De ahora en adelante, el Dios del Sol será el único en recibir culto por parte de todo el pueblo. Los sacerdotes deberán cambiar sus rituales a unos acordes al nuevo poderosos y único dios. 

Él mismo, Akenatón, en la práctica pasó de ser un Faraón a ser un sacerdote de Atón. Este rey sacerdote contrajo nupcias con la hoy más famosa que ayer Nefertiti. Leyendas van y vienen sobre éstos reyes solares. Leyendas que cubren de misterios la verdad.

Akenatón en su empeño de cambiar la religión de Egipto, trasladó lacapital de la vieja Tebas a la novel Ajetatón

Pero su pueblo y sobretodo sus sacerdotes tenían miedo de éstos cambios. No es facil aceptar el cambio repentino de mil quinientos años de tradición religiosa.
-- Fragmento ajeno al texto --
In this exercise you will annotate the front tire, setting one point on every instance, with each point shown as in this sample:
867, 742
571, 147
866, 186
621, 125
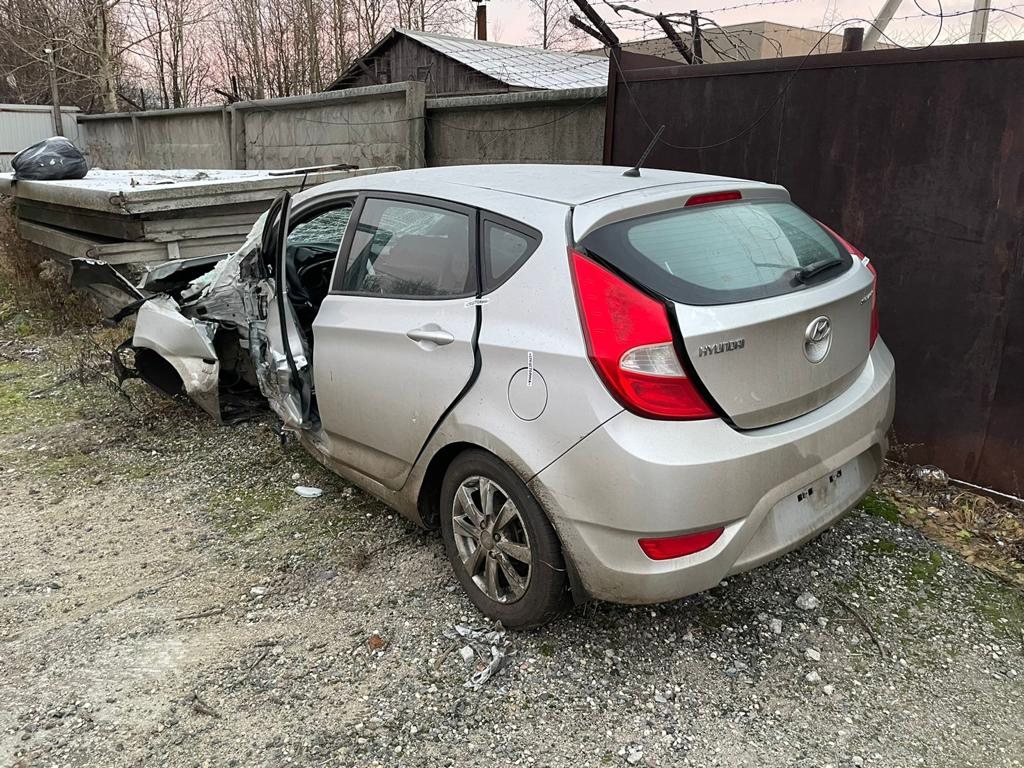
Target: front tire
501, 545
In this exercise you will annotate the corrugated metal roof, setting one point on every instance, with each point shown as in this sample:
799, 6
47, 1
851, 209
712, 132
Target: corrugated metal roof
519, 65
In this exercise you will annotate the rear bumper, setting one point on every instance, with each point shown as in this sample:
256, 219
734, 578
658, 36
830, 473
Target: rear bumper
636, 477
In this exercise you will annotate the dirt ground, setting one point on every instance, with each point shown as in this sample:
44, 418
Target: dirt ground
166, 598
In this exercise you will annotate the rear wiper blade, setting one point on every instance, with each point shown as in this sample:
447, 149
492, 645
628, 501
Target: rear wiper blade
816, 268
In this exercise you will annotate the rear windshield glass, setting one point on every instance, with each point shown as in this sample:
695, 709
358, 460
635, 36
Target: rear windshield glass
721, 254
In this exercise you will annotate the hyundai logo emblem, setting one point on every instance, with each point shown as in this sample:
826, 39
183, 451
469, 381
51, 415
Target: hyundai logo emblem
817, 339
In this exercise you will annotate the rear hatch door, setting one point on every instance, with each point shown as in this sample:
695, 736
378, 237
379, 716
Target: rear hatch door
773, 311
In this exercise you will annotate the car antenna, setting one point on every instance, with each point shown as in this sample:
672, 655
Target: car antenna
634, 172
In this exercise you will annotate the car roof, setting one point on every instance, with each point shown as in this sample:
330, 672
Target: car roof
565, 184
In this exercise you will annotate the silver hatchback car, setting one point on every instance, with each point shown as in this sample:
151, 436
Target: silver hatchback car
596, 385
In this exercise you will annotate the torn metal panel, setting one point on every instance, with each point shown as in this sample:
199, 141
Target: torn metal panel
186, 345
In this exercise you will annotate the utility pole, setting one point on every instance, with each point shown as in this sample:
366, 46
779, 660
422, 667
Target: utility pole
881, 22
54, 96
697, 45
979, 20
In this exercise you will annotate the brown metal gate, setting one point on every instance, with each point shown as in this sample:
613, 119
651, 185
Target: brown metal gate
918, 158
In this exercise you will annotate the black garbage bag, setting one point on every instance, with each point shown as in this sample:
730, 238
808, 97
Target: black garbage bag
49, 160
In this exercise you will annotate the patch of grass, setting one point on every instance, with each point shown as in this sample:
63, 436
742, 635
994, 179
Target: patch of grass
35, 290
1000, 606
924, 569
878, 505
17, 381
241, 511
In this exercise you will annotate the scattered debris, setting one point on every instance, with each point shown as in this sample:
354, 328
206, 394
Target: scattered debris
931, 476
491, 646
201, 614
807, 601
863, 624
203, 708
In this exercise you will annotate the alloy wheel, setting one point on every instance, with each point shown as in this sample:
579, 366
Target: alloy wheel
492, 539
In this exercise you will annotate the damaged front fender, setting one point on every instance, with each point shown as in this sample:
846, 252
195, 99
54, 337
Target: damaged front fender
182, 343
Creían que era la elemental herejía contra el orden constituido. Los sacerdotes apoyaron porque era el Faraón, más no porque había llevado la verdad al Egipto. Murió el faraón y también Nefertiti. El culto monoteísta tenía los días contados.

 

El único hijo del faraón muerto era Tut ank Atón, quien fue guiado por el sumo sacerdote Ay para que retornara a Tebas. El niño Tut así lo hizo. La capital volvía ser la famosa y gloriosa Tebas. El Faraón niño cambió su nombre por Tut Ank Amón, para retomar el nombre de los dioses antiguos y volver a la antigua religión tradicional del Egipto.

Fue Ay quien conducía el gobierno, aseverando que el beneplácito del rey niño.

 

La historia de Tut Anj Amón, es sorprendente y llena de misterio. Las sospechas de crímenes y discordias rodean a este joven rey de la dinastía XVIII. Muy joven, tuvo que contraer matrimonio con su hermanastra Anjesenamón, cuando ella apenas tenía nueve años de edad. Los dos menores gobernaron Egipto por diez años. A la edad aproximada de 19 o veinte años, Tutankamón murió repentinamente. No se sabe exactamente como sucedió, pero su esposa quedó sola y sin hijos, y sobre todo sin tener a quien le suceda en el trono. La costumbre era que ella contrajera matrimonio con algún príncipe para que pueda tomar el gobierno. Al no existir ningun noble vivo en las tierras de Egipto, Anjesenamon intentó con desesperación escribió al rey de los Hititas, que le diera a uno de sus hijos en matrimonio para que fuera éste quien suceda a Tutankamón. El rey Hitita al principio incrédulo, no tomó en cuenta la carta de Anjesenamón, hasta que ella volvió a escribirle. 

Cuando el rey hitita envió a uno de sus hijos, éste murió asesinado en la frontera, sin que se sepa como. 

Mientras tanto en Egipto, el consejero Ay hacía todo lo posible por convertirse en Faraón. Ante la imposibilidad de que Anjesenamón volviera a contraer nupcias, parece que Ay sí lo hizo, o al menos eso es lo que piensa. Se han encontrado pruebas de que Ay ciertamente sucedió a Tutankamón, aunque no hay prueba fehaciente de que haya contraído matrimonio con la reina.